A formal arrest is generally followed by a trip to the police station or jail, a booking procedure which results in a mug shot and fingerprinting and (in some counties) the assignment of a number attached to your fingerprints (often this is referred to as your “Gallery Number”).  The next step is an initial hearing where the court tells you what your charges are, sets a preliminary bail amount, advises of your rights and deadlines, and sets your case for another hearing date.   In theory, your initial hearing should take place within 32 hours of your arrest.  In practice, Indiana can ask for 72 hour continuances and as long as a bond has been set, this request is automatically granted.   Often times, a judge may have reviewed your probable cause affidavit and has already set a bond amount before you arrive in court.  Certain misdemeanors may be charged with a summons, and not a formal “arrest”.  You are still booked the same way and are considered to have been arrested in Indiana.

Can I Be Released?

If you are a juvenile, you will have a detention hearing to determine whether you will stay in custody pending the resolution of your case.  If you are an adult, you are entitled to a reasonable bail unless you are charged with murder, have a hold from another Indiana jurisdiction, are on probation, or are on parole.   Some jurisdictions require cash bonds, others allow the use of Bondsmen (or Surety Agents) who post 10% of the Bond. Some counties will allow you to post 10%. If you have other criminal cases pending in other counties or states, or are on deferred prosecution, probation, parole, then this new arrest can trigger a bond forfeit in those other counties, or a hold for probation or parole.  If you are not a legal resident of the United States and you are arrested, there is a very good chance that U.S. Immigration and Customs Enforcement will be contacted, and will place a hold on you. In murder cases, you are entitled to a “Motion to Let Bail”, otherwise known as a “Writ of Habeas Corpus”.  It is the one and only time that you can get a free look at all the evidence the case has in a murder case.   I have been successful in achieving a bond on a murder client, as a result of a Habeas Corpus Bond Hearing.    As a result of facts we unearthed during that hearing, the client was later acquitted.

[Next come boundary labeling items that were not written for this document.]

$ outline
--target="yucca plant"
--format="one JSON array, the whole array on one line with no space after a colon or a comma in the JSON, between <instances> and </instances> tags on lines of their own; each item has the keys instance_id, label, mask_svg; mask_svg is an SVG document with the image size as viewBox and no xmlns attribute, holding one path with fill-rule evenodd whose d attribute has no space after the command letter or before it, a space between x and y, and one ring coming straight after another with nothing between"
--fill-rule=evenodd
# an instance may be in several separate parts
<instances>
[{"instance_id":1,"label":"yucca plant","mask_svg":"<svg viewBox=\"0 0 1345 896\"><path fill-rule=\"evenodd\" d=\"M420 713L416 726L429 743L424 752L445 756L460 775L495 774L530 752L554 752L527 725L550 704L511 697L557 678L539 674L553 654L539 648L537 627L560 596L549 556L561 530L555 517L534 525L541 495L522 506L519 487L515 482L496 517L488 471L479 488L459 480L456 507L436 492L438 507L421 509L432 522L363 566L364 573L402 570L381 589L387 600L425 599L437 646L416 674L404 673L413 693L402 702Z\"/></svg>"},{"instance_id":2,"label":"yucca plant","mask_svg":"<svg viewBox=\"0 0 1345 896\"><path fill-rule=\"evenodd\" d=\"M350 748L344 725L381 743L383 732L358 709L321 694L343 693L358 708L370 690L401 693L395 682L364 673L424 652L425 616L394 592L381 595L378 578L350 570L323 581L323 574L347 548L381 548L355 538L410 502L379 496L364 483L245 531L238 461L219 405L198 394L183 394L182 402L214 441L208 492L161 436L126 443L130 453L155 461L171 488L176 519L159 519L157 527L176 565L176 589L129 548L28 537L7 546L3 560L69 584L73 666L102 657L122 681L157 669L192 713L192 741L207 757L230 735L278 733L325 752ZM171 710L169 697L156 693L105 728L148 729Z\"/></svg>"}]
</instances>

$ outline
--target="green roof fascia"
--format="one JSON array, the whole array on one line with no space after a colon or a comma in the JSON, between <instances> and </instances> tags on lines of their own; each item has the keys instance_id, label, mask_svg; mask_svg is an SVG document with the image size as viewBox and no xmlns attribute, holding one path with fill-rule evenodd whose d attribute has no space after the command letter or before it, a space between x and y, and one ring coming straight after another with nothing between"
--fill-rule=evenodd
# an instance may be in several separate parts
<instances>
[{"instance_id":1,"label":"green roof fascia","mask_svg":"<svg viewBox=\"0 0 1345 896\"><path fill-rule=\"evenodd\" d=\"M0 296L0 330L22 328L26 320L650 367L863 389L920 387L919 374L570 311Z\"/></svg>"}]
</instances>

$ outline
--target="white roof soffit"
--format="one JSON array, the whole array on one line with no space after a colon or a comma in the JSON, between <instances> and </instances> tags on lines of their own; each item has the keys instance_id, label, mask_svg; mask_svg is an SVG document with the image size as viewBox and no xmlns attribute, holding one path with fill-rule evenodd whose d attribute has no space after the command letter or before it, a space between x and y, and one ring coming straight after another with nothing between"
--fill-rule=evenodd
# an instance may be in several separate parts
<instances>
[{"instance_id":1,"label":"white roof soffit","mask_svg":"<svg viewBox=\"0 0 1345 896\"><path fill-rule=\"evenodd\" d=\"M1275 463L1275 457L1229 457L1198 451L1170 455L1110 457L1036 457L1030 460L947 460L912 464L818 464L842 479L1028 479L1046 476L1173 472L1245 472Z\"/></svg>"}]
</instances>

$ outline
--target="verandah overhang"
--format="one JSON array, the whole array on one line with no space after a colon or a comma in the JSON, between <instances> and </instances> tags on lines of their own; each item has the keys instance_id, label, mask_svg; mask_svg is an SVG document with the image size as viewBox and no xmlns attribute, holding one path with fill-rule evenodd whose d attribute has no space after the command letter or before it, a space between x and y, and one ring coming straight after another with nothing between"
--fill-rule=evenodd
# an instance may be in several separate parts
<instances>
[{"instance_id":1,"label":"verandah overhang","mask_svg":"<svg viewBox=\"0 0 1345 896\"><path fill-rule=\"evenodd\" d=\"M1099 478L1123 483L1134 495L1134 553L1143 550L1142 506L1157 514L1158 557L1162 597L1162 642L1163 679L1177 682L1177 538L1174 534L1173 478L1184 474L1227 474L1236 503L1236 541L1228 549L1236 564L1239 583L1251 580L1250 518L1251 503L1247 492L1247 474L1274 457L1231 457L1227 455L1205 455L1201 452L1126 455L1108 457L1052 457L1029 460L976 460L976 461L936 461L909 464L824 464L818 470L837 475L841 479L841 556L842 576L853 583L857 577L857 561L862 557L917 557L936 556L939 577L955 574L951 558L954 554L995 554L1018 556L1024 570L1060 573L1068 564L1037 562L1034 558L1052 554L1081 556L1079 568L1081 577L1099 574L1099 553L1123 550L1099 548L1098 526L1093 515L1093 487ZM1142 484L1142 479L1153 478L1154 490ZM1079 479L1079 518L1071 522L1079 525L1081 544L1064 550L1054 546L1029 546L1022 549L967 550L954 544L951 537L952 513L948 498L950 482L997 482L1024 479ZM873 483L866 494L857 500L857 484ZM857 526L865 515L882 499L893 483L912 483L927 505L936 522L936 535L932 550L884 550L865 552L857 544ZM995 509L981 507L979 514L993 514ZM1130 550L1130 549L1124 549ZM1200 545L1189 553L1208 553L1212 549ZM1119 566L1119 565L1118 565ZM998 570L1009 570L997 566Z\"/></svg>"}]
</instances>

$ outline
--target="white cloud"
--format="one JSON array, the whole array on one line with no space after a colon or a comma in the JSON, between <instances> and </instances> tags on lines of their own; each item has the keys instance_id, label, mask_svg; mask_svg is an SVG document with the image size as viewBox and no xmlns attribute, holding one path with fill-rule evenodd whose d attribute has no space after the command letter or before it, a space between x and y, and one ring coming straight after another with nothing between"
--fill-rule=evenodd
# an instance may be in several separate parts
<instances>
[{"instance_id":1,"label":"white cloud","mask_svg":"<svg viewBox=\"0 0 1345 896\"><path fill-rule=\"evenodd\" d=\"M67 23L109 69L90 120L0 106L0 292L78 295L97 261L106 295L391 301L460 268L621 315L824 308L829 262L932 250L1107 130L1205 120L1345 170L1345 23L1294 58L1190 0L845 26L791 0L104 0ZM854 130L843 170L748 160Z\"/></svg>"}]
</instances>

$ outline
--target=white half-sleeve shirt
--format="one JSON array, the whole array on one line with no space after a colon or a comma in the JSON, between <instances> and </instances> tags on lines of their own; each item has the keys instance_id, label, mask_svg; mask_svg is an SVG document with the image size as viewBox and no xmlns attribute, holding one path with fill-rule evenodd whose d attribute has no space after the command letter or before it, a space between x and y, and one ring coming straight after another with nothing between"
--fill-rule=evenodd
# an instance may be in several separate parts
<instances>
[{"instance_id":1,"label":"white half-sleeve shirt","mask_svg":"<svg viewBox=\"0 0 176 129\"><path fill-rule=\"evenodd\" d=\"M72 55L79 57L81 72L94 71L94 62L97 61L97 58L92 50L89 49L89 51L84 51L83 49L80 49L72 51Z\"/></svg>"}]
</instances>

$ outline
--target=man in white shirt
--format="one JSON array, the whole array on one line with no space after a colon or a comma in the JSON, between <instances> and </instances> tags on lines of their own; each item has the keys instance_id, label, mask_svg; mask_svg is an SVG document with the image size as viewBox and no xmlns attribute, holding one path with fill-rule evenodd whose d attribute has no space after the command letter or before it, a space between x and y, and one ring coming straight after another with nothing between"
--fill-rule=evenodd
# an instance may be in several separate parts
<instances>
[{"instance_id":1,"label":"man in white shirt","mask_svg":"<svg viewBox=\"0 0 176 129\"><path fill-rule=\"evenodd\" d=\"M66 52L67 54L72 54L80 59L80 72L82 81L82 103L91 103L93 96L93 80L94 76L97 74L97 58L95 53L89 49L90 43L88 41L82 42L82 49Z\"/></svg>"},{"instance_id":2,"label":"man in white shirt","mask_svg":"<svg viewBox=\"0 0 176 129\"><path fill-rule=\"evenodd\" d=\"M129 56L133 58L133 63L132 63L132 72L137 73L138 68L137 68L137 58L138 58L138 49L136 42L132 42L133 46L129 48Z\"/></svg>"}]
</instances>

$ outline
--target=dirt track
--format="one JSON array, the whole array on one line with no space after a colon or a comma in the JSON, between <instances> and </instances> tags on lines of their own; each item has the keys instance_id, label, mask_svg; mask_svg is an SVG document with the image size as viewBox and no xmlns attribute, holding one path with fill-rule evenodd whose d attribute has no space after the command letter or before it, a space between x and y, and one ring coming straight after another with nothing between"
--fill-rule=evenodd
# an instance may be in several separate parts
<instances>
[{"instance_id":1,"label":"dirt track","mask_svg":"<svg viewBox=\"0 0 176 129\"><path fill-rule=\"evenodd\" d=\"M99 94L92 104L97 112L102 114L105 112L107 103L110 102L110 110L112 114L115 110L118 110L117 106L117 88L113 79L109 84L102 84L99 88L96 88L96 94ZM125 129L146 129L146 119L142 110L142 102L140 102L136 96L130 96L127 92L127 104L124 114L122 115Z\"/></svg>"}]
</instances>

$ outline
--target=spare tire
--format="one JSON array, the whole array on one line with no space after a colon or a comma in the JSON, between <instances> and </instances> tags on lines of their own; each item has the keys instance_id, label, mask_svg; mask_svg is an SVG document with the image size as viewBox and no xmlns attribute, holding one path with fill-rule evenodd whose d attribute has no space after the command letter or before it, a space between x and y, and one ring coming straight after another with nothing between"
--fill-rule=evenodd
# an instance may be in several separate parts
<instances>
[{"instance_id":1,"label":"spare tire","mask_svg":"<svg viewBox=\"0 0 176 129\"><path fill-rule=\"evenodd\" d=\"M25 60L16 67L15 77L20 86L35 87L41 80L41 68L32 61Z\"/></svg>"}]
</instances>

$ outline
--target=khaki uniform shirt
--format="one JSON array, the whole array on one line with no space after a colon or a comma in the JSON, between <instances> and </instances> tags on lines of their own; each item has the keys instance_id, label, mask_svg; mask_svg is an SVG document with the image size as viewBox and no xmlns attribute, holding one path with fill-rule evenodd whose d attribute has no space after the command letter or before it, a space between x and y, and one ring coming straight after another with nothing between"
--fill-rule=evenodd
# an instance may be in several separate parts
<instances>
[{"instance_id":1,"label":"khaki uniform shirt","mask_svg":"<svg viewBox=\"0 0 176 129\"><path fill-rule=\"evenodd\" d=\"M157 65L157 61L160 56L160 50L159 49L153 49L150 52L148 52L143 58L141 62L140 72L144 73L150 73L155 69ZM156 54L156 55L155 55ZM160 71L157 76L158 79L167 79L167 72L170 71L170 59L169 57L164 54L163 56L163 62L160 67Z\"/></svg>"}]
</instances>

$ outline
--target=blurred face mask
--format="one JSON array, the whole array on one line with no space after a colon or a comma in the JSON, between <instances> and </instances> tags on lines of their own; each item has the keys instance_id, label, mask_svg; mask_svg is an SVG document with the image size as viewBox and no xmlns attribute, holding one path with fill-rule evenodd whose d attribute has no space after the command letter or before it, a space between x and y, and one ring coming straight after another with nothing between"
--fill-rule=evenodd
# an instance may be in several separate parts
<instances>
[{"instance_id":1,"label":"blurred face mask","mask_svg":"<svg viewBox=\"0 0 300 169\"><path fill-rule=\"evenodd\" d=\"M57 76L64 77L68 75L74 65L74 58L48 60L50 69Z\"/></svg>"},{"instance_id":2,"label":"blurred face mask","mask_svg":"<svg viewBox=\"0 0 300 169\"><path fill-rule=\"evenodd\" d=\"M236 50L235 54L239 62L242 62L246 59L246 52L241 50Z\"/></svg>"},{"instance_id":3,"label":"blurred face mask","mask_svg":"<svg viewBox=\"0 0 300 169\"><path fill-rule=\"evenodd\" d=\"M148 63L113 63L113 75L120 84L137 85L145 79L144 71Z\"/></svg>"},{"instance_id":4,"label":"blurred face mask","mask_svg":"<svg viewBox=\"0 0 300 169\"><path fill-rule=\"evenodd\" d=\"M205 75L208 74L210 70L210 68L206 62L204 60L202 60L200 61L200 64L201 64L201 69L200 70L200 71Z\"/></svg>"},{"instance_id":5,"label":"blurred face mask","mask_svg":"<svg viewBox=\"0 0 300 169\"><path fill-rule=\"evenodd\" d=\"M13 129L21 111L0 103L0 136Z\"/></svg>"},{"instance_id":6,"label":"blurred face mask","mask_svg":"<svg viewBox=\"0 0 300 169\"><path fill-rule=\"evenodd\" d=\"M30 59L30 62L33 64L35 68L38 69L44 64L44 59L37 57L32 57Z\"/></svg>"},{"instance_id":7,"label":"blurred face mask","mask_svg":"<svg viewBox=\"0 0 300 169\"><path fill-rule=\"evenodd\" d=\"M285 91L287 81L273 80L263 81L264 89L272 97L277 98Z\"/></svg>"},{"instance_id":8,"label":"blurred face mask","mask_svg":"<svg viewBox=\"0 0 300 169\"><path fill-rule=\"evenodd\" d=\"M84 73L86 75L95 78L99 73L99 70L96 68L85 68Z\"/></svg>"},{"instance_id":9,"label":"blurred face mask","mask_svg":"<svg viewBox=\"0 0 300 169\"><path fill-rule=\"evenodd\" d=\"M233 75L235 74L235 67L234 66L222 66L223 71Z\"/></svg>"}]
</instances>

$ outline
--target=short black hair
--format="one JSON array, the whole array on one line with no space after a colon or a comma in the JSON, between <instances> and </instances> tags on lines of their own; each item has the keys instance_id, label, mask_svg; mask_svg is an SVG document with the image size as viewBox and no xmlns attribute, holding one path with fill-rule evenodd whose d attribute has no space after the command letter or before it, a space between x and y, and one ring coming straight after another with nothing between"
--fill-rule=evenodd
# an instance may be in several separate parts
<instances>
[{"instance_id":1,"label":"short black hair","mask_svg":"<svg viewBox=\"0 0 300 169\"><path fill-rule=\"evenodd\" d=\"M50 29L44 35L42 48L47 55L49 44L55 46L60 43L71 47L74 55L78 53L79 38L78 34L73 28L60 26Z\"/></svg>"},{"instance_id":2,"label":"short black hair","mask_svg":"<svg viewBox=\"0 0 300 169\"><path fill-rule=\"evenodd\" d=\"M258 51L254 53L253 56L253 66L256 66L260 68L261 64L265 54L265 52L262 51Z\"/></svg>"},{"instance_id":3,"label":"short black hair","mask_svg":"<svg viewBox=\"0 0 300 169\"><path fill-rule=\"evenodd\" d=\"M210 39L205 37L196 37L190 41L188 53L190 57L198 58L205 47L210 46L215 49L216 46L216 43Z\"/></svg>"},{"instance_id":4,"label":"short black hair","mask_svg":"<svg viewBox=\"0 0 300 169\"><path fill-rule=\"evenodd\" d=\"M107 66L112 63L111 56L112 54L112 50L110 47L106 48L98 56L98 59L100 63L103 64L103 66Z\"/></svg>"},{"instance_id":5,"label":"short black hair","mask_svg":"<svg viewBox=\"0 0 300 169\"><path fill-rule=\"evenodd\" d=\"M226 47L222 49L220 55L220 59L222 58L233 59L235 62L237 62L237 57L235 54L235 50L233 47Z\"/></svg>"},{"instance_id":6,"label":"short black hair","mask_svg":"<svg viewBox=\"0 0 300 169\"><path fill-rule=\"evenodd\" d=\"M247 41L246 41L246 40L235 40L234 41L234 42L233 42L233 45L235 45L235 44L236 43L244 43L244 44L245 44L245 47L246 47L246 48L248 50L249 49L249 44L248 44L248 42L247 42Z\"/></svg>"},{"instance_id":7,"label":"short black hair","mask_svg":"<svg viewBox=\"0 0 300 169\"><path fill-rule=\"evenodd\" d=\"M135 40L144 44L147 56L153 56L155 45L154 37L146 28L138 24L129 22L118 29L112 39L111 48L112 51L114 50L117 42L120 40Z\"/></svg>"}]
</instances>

What Happens After my Initial Hearing?

At your Initial hearing in Indiana, the Judge will read the probable cause affidavit (in some counties there will be a hearing instead) and will determine if sufficient grounds are established for your arrest.   The dates you are given are important.  The Omnibus date is a date the court uses to set notices of certain defenses, discovery deadlines, and other technical matters.  Many times a court will set an interim hearing called a “pretrial conference” or set the matter for “further proceedings”.  In each case, these are merely different names for dates that are not trial dates, and are only dates designed to see if discovery is proceeding or if there has been any progress in the case.   Some Indiana courts dispense with pretrials and only set cases for trial.  If that is the case in your court, and you are charged with a misdemeanor, you will lose your right to trial by jury unless you request that right ten days prior to your first trial setting.

This is one reason you should retain counsel as soon as possible in Indiana.   If you have been charged with a misdemeanor, you can sometimes waive your appearance at your initial hearing and have your lawyer file a motion instead.  It all depends on the judge in the Court.

If you cannot reach an agreement with the prosecuting attorney in your case, then you can either plead guilty to the charges as filed, have a trial where the judge determines guilt or innocence, or have a jury trial to determine the facts.